The question we receive the most often is, what does it mean to become a Reconciling Congregation? The foremost requirement is a public statement in the church media that it does not discriminate against anyone becoming a member or participating in the leadership of the church. Secondly, RMN does require dues from congregation that are proportional to their membership.
The National LGBT Task Force (LGBT Task Force) has a publication on Building an Inclusive Church that provides ideas and resources as well as a listing of affiliated faith communities. Whatever mainstream denomination you may belong to, there is an organization comparable to RMN.
What is SAGE?
Services & Advocacy for Gay, Lesbian, Bisexual & Transgender Elders (SAGE) is one of the first organizations to provide services for the elderly LGBT community. The organization originally was founded in New York City in 1978, and now it has spread with SAGENET 28 affiliates in 20 states, including an active chapter in Raleigh.
The national organization is involved with a wide range of issues, and the local chapter provides support services and activities for LGBT elders. Single LGBT people often have no family or support system to help as they age and often go "back into the closet" when they move into institutions. Of course, one of the primary objectives is to help them to remain independent both physically and mentally.
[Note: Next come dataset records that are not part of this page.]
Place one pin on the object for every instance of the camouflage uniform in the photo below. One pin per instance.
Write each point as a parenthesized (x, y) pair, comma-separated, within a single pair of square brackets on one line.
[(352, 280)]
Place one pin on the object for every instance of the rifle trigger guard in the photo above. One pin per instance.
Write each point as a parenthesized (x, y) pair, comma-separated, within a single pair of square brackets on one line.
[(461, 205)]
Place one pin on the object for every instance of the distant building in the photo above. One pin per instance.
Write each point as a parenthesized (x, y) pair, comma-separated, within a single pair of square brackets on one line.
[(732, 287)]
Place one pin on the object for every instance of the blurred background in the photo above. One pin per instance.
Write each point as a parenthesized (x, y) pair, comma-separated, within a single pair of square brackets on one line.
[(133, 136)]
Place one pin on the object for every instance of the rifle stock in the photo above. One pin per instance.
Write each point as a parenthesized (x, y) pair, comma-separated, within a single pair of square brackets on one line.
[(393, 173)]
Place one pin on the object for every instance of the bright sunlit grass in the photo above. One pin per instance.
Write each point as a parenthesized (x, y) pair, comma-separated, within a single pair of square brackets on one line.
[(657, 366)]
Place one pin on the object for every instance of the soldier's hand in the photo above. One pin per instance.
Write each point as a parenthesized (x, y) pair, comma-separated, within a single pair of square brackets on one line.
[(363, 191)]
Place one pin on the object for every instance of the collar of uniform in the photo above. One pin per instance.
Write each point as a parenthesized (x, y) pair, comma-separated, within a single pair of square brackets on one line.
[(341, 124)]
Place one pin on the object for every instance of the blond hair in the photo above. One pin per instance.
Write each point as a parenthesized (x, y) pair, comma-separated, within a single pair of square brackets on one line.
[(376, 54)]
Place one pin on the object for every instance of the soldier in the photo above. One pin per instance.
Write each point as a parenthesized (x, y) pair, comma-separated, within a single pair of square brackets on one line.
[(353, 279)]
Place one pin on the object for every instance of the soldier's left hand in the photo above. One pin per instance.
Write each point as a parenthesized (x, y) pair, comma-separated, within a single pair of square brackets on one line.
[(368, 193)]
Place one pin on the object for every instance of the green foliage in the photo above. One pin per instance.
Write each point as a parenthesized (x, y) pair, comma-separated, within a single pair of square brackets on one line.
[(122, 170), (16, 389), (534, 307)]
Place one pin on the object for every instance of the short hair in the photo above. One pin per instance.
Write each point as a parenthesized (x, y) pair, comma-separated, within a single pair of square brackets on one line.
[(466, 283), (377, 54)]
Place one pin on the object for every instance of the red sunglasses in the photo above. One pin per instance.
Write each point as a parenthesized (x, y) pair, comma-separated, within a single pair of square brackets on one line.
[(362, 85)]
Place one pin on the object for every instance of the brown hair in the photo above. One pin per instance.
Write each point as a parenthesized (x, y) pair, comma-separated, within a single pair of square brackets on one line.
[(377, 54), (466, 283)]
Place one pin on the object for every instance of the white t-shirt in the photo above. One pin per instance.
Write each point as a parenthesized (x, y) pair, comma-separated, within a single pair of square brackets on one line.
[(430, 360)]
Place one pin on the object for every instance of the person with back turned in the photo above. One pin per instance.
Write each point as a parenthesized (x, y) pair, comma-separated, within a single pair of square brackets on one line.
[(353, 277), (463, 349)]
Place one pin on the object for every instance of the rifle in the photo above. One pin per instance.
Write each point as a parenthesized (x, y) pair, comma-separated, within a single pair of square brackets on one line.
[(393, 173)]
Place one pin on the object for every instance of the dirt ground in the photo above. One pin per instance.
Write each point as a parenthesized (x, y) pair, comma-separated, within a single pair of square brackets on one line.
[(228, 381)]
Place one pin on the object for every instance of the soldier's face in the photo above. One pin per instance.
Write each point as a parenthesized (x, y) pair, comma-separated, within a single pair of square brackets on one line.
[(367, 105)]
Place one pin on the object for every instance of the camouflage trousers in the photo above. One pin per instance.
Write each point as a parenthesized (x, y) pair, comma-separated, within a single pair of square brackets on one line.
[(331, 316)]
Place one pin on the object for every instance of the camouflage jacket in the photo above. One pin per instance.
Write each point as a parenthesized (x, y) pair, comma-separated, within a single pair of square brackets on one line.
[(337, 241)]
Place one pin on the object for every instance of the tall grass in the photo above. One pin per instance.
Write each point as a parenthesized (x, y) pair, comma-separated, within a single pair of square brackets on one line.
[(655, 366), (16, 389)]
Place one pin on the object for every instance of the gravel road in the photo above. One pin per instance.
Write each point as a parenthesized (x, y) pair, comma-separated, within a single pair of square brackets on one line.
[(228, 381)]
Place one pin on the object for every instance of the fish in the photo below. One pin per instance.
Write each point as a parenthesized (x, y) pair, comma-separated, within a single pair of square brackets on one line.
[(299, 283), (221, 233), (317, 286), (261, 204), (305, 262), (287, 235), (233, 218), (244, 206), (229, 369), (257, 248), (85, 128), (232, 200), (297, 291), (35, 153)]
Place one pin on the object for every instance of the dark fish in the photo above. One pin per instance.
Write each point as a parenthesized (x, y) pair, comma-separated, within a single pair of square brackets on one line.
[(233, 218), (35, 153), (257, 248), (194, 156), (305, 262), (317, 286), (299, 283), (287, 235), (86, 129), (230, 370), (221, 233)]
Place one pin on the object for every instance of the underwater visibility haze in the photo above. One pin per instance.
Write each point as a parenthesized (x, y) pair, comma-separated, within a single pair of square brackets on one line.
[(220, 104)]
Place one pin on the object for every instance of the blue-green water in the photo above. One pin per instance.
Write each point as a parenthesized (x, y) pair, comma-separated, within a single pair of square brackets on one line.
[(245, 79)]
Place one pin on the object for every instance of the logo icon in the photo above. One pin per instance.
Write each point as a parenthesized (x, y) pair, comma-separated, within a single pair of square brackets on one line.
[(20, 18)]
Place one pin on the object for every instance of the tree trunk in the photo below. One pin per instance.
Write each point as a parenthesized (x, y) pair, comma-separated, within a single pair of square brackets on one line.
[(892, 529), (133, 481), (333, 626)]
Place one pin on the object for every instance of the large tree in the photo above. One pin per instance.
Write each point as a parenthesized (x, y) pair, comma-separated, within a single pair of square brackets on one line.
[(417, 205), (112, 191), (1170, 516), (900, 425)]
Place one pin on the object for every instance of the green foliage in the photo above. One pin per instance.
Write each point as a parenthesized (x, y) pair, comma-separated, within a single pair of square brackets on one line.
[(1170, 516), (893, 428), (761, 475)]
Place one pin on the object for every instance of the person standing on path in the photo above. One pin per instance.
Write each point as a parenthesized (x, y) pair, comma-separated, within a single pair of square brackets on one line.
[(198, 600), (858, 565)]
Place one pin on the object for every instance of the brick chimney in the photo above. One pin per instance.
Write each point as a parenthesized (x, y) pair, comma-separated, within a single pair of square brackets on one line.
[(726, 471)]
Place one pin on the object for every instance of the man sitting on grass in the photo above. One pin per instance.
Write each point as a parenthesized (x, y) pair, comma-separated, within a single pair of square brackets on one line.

Discrimination knows no boundaries, but it is particularly devastating on the elderly.
Cooperating organizations include the U.S. Administration on Aging and AARP. The local chapter has focused on advocating for affordable housing in our community since that is an issue as the city rapidly has grown. Younger families move out farther into the suburbs where housing is less expensive, but that isolates LGBT seniors with few social connections. Unfortunately, many churches that otherwise provide a social connection discriminate against LGBT people.
Meet-Up and other social media have provided alternatives to the bars for social connections for the LGBT community. I belong to several gay LGBT groups, including SAGE. With the advent of legalized same-sex marriage, many couples simply have blended into their communities and have been accepted. Companies and local governments have become more accepting and less discriminating. Unfortunately, the North Carolina General Assembly reversed that trend and enacted discrimination of all LGBT people into law. Some erroneously believe that law affected only the transgender community.
The LGBT Center of Raleigh provides services and activities for all ages. One of their events OutRaleigh draws thousands of LGBT and heterosexual families to the annual street fair in downtown Raleigh. The Center partners with numerous other local and state organizations in advocating for non-discriminatory policies. We are active supporters of the Moral Monday marches that draw thousands to protest the right-wing legislation of the General Assembly and its impact on the poor and marginalized people of the state. Their tax policies particularly have favored their wealthy supporters.
As the discriminatory policies of the Trump Administration go into effect, the programs of SAGE and LGBT Centers will be increasing important in protecting our civil rights.